# Profile processing Step 1: Pre-processing CTD, identification of data groups, and image tags

works with the raw CTD time series, Castaway processed CTD profiles, and all of the images in the folder to sync the time and create files that will be used in the next step to associate a time, depth, salinity, and temperature with every particle identified by the image processing output. It is in this notebook that you will also select specific intervals within the cast to process (if desired) and identify the total depth (which is needed later on in processing the profile data). Three files are required to complete this step of the processing. They are:

1) raw CTD time series
2) Castaway processed CTD profiles
3) The images to process or the images that were processed 

This notebook can be run before or after the image processing. 

The user input needed in the notebook includes:
- specifying the cast to process through the file ```0_CastPath.csv``` (this file needs to be in the same directory as the step 1 notebook)
- any time corrections to match the images (computer clock) and CTD (CTD clock)
- the image file type (e.g., jpg, bmp, etc.) and the file type of the CTD data (should be .csv)

During the execution of the notebook, you will need to identify whether or not there are breakpoints you want to associate with the cast to group the data and how you want to define the depth. Completing these should be self-explanatory as you work through the file.

Files generated through the execution of this notebook include:

- CTD-profile.csv (a renamed copy for easy read in later on)
- CTD-timeseries.csv (a renamed copy for easy read in later on)
- Data-Breakpionts.csv (a list unique set of data groupings for the cast)
- Depth.csv (depth to be used in later profiling)
- ImageTime.csv (list of image day/times)

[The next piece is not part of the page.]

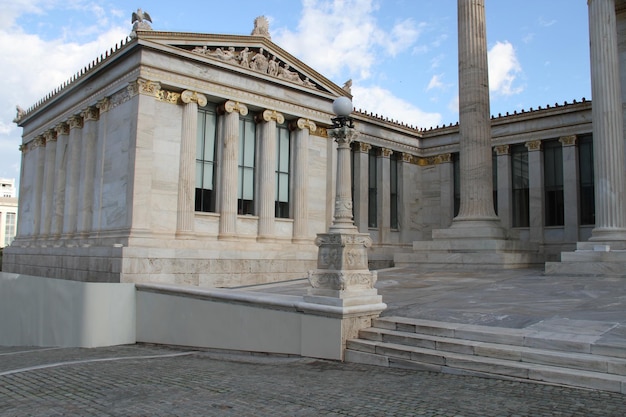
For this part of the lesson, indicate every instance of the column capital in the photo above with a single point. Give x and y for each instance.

## Python loads and functions

In [None]:
%config InlineBackend.figure_format='retina' # hig-res plots for a Retina display 
import numpy as np
import pandas as pd
import os
import glob
from datetime import datetime, timedelta
import shutil

# %matplotlib inline
import matplotlib.pyplot as plt
%matplotlib widget

In [None]:
###define equation for converting conductivity to specific conductance
#C - conductivity in microsiemens/cm
#T - temperature in celcius

def SpC(C,T):
    return C/(1+0.02*(T-25))
    
    
#returns the clear-water density in kg/m^3 as a function of temperature [in deg C] and salinity [ppt]
def rho_cw(T,S): 
    rho_fresh=1000*(1-(T +288.9414)/(508929.2*(T+68.12963))*(T-3.9863)**2)
    Acoef = 0.824493 - 0.0040899*T + 0.000076438*T**2 -0.00000082467*T**3 + 0.0000000053675*T**4
    Bcoef = -0.005724 + 0.00010227*T - 0.0000016546*T**2
    return rho_fresh + Acoef*S + Bcoef*S**(3/2) + 0.00048314*S**2 

## Find files and enter time corrections

In [None]:
""" --- User input ----------------------------- """
# file types and paths
filetype = '*.csv'
imagetype = '*jpg'

# time corrections to be added onto CTD to match Camera stamp (use negative number to substract)
hrC = 0  # hour correction
minC = 0 # min correction 
scC = 4   # second correction (Barateria Bay correction)
# scC = 0   # second correction (Siene correction)
"""  ------------------------------------------- """

# castpath = '/Users/strom-adm/Documents/Floc-Processing/Code/1_Profile_Processing/0_CastPath.csv'
castpath = '0_CastPath.csv'
Path = pd.read_csv(castpath).profile_path[0]+'/'

CodePath = os.getcwd()
os.chdir(Path)

# find the data files  

files = sorted(glob.glob(filetype))

for i in range(0,len(files)):
    print('file: ',files[i],'(index: ',i,')')

## Pick files for CTD processing

In [None]:
""" --- User input ----------------------------- """
m = 0 # pick the processed profile data by choosing the file index
n = 1 # pick the raw CTD time series by choosing the file index

## Process CTD

In [None]:
# make a copy of the profile csv so that it is easily read in when creating the super data

if pd.read_csv(files[m],  nrows=1).shape[1] == 2:
    ctd_profile = pd.read_csv(files[m], skiprows = 28)
    ctd_profile.to_csv('CTD-profile.csv',index = False)
else:
    shutil.copyfile(files[m], 'CTD-profile.csv')

# get the ctd file, rearrange it and make it into a dataframe 

ctd_data = pd.read_csv(files[n], skiprows = 28)
ctd_header = pd.read_csv(files[n], nrows = 27)
ctd = pd.concat([ctd_data, ctd_header], axis=1)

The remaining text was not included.